Aid agency opens mobile health clinics to treat hundreds of patients, focusing on women and children
Portland, OR— In the southern Pakistani province of Sindh, Mercy Corps is addressing urgent medical needs with two mobile health units that can treat up to 300 people per day. One of the units is exclusively focused on meeting the needs of women and children. Mercy Corps’ medical, hygiene and sanitation facilities at a camp in the city of Sukkur were visited by USAID Administrator Dr. Rajiv Shah and other US government representatives on Wednesday.
The agency’s mobile health units opened earlier this week to treat a growing number of illnesses such as dehydration, diarrhea and skin rashes – all of which are caused by lack of clean water, adequate hygiene and sanitation. In addition, many patients suffer from cuts, bruises and broken bones. The two units treated 220 on the first day of operations, and have the capacity to treat dozens more. Availability of medical care on site in camps helps people gain access to treatment, and lightens the burden for strained area hospitals.

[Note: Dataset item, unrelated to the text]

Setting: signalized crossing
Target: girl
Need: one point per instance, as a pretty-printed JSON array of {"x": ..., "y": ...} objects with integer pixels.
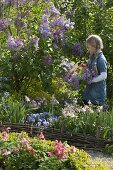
[{"x": 95, "y": 92}]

The health unit in Sukkur is specifically for women and children. “We originally conceptualized this as a facility for men and women, but we realized that many women weren’t receiving medical care because they couldn’t find a female doctor,” said Dr. Arif Noor, Mercy Corps Director of Public Health. “We quickly switched gears, bringing in a female doctor, a midwife, and a female hygiene expert. The response has been very positive – lots of women and children receiving much-needed treatment.”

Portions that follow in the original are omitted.